Le lectorat se compose d’au moins quatre groupes : les étudiants de l’INALCO, au moins dix (voire douze) mille personnes physiques, pour lesquels l’usage d’une grande bibliothèque est presque à redéfinir tant les conditions actuelles de cet établissement sont médiocres. Salles de lecture, salles de travail, libre accès le plus large possible pour les besoins de l’enseignement, équipement informatique sont ici indispensables. Naturellement les étudiants des autres établissements partenaires et associés auront également accès aux collections ainsi offertes en libre accès (envisager une carte unique, et les conditions d’accès).

Chercheurs et enseignants chercheurs des aires concernées : leur nombre est mal connu parce qu’ils sont dispersés entre les sections de langues et littératures du CNU (langues slaves, et orientales, soit 145 et 322 enseignants en 2000 dont les deux tiers franciliens – en augmentation pour les langues orientales, en diminution pour le slave) et les sections plus de civilisations (ethnologie, archéologie, histoire...).
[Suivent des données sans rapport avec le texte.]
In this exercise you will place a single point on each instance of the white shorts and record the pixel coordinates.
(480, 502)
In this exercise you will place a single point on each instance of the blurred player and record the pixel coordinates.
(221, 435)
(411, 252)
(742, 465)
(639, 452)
On peut évaluer à plus de deux cents les chercheurs du CNRS, auxquels il faut ajouter les chercheurs des grands établissements et de l’École française d’extrême-orient. La nouvelle bibliothèque doit également attirer plus de chercheurs étrangers qu’aujourd’hui, si elle réussit à s’imposer comme un outil de grande qualité de niveau international.